Larisa sitzt auf ihrem Klappbett.
Eine Katze sitzt auf einem Bett in einer Notunterkunft.

Und dann der Tschad. Flüchtlingscamp. Sudan-Krieg. Menschen, die erschöpft, traumatisiert, durstig und hungrig sind. Die Interviews sind schwer und emotional. Im Hintergrund spielen Kinder mit Eseln. Und ich erfahre: Diese Esel haben die Kinder gerettet. Sie trugen sie, zu zweit, zu dritt, durch Hitze, durch Sand, ohne Wasser, ohne Pause. Sie brachen erst zusammen, als sie in Sicherheit waren. Manche starben. Doch sie hatten ihre Mission erfüllt. Ich schaue den Kindern zu, wie sie lachen. Und die Esel streicheln. Mein Herz bricht. Und füllt sich gleichzeitig.

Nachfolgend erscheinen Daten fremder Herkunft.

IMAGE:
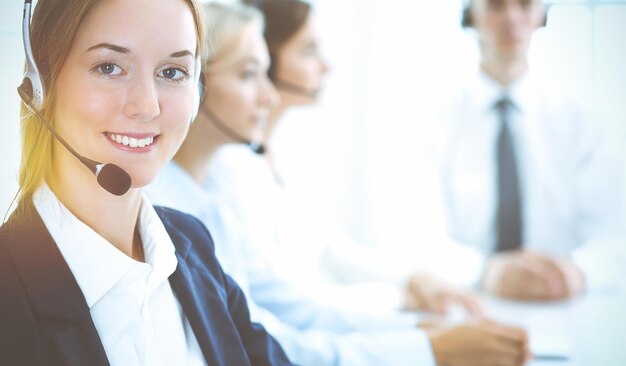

Zwei Kinder sitzen auf einem Esel.

Es sind diese kleinen, stillen Momente, die mein Herz füllen, Momente, in denen ich Zeugin sein darf. Wenn Menschen mir ihr Innerstes anvertrauen. Wenn sie lachen, obwohl sie weinen könnten. Wenn sie erzählen, obwohl es ihnen sicher schwerfällt. Wenn sie sich gesehen fühlen und ihre Augen aufleuchten. Ich trage so viele Namen mit mir. So viele Geschichten. Und ich hoffe, dass sie zu erzählen, bei den Lesenden etwas bewirkt: Ein größeres Herz. Ein offeneres Ohr. Ein weicheres, mutigeres Mitgefühl.

Denn manchmal braucht es nur einen Eimer. Eine Stimme, die gehört wird. Oder eine ungekämmte Katze – um zu zeigen, dass Menschlichkeit nie verloren geht.